The public secret behind and at the base of indoor garden success stories is high quality grow lights. Hydroponic grow lights are the sunlight in your garden. Field crops carry out the process of photosynthesis with sunlight to produce food for themselves. Similarly, when you are growing indoors, an artificial light source is essential to stimulate plant growth and for photosynthesis. There’s never enough light from outdoors, and normal light bulbs, such as incandescent bulbs, just don’t do the job. They aren’t the right colour and emit too much heat. HID grow lights are the most useful type of grow lights when it comes to emulating the outdoors. Choosing appropriate HID grow light for the hydroponic system is the major factor that decides decent functionality of your garden.
The types of HID lights primarily used for growing are Metal Halide and High Pressure Sodium. When used in conjunction or during specific periods of the plants’ life cycles, these lights can be extremely effective, although they also certainly put out a large amount of heat which needs to be dealt with by appropriately ventilating the grow area.
(MH) Metal Halide Grow Lights- These bulbs exude light which is in the blue spectrum, much like the light on a hot summer’s day. This type of light is extremely useful for the vegetative stage. It’s better to use the MH bulb strictly for vegetative growth, as a red-spectrum light (see below) is ideal for flowering, and looks much like bright weather on a sunny, Halloween afternoon.
(HPS) High Pressure Sodium Grow Lights- HPS grow light replicate the end of summer light and are great for the bloom phase of the plant’s growth. Plants flowered under an HPS bulb form unparalleled (by all apart from sunlight) dense buds coated with trichomes. This one has a long functional life. All HID bulbs are efficient (more lumens of light emitted per watt of power drawn), but the HPS is the most efficient one of the lot. It is also the one which generates the most heat.
Size and number of bulbs to be used for a healthy yield depends on the number plants and the method of cultivation. For example, a vertical or stadium grow would require less space and bulbs. Rough calculations can provide the perfect light intensity; all of this is limited by the plants’ lighting requirements.

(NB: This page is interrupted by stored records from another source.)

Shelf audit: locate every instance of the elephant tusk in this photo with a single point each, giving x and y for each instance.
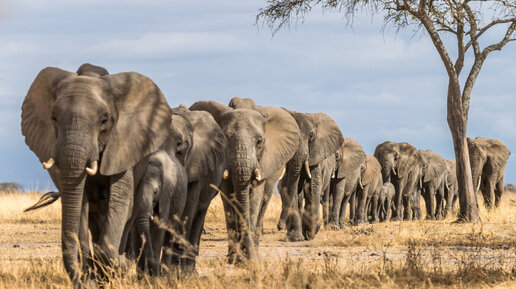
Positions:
(48, 164)
(307, 168)
(93, 169)
(257, 175)
(282, 174)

- 250 watt bulb for 2.5’ x 2.5’ (75cm X 75cm) area
- 400 watt bulb for 4’ x 4’ (120cm X 120cm) area
- 600 watt bulb for 5’ x 5’ (150cm x 150cm) area
- 1000 watt bulb for 6.5’ x 6.5’ (2m X 2m) area
Time and intensity have to be closely monitored occasionally to check for hardware problems. Light timers do fail, and you don’t want your plants getting 18 hours of light in the middle of their flowering cycles. It doesn’t take much time and can be easily controlled.